1st (recorded) Chera Ruler
- Reign: c. 130 CE
- Successor: Nedum Cheralathan
- Spouse: Veliyan Nallini
- Issue: Nedum Cheralathan; Palyani Chel Kezhu Kuttuvan;
- House: Chera

= Uthiyan Cheralathan =

Chera Dynasty ruler in south India

Uthiyan Cheralathan (c. 130 CE, titles "Vanavarampan" or "Perum Chottu") is the earliest known Chera ruler of early historic south India (c. 1st - 4th century CE), as attested by extant Tamil literary sources (the Sangam Literature). He is widely regarded as the hero of the lost decad of the Pathitruppathu Collection (the First Decad)' and the earliest recorded ruler of the western coast branch (Muchiri-Vanchi) of the Chera dynasty.

== Life and career ==
Uthiyan Cheralathan was known by the royal epithet "Vanavarampan", meaning either "One whose Kingdom is Bounded by the Sky" or "Beloved of the Gods". The latter title had previously been adopted by the Maurya emperor Ashoka.
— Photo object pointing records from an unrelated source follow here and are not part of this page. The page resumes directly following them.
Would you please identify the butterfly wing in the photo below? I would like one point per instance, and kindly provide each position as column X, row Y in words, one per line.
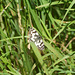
column 36, row 38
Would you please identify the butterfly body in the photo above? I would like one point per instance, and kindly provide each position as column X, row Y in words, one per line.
column 36, row 38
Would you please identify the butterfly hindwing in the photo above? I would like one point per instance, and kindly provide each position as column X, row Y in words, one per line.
column 36, row 38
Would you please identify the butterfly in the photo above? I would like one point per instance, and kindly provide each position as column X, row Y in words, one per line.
column 36, row 38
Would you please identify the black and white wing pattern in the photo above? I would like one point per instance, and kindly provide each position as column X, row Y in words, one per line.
column 36, row 38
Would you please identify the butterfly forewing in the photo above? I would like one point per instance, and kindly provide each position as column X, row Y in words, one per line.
column 36, row 38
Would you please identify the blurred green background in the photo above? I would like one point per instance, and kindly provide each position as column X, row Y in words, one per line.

According to early Tamil poems, Uthiyan Cheralathan supplied both rival armies in the epic battle of the Mahabharata with sacred rice (or, alternatively, offered sacrificial rice to his ancestors), earning him the title "Perum Chottu". Notably, the same honor is also claimed by the Pandyas and Cholas. A later Chera ruler, "Kottambalathu Thunchiya" Makkothai, locates Uthiyan Cheralathan's great kitchen (the attil) at a place called "Kuzhumur", possibly in present-day Kerala.

Scholars do not support the poetic claim that Uthiyan Cheralathan, who bore the famous title "Perum Chorru", fed the hundred Kaurava and Pandava princes during the Mahabharata war. They consider this interpretation unhistorical, anachronistic, and historically implausible, since the epic is traditionally placed earlier in northern India.
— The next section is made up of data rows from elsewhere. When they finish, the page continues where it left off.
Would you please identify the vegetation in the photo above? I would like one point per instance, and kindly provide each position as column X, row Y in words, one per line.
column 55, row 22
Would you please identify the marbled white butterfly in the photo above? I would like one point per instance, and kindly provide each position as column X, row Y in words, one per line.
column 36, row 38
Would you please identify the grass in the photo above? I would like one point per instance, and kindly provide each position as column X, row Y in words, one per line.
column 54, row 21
Veliyan Venmal Nallini, daughter of Veliyan — likely a member of the Ay family — was the royal consort of Uthiyan Cheralathan. He was succeeded by his son Nedum Cheralathan.

Uthiyan Cheralathan is sometimes identified with "Cheraman Perum Cheralathan". Perum Cheralathan was the opponent of the Chola ruler Karikala in the battle of Venni. During the battle, he was wounded on the back while leading his warriors. Unable to bear the disgrace, he committed suicide by slow starvation ("Sitting by Facing the North"). It is said that some of his companions also took their own lives, unwilling to be separated from him. The Perum Cheralathan of the battle of Venni is also sometimes identified with "Adu Kottu Pattu" Cheralathan.
== Quotes ==

"You are king of a country with prosperous towns! The sky is your limit! O Greatness who gave unlimited rice, until those hundred men wearing golden thumpai flower garlands had seized the land and perished in the field fighting furiously against the five whose horses wore swaying plumes!"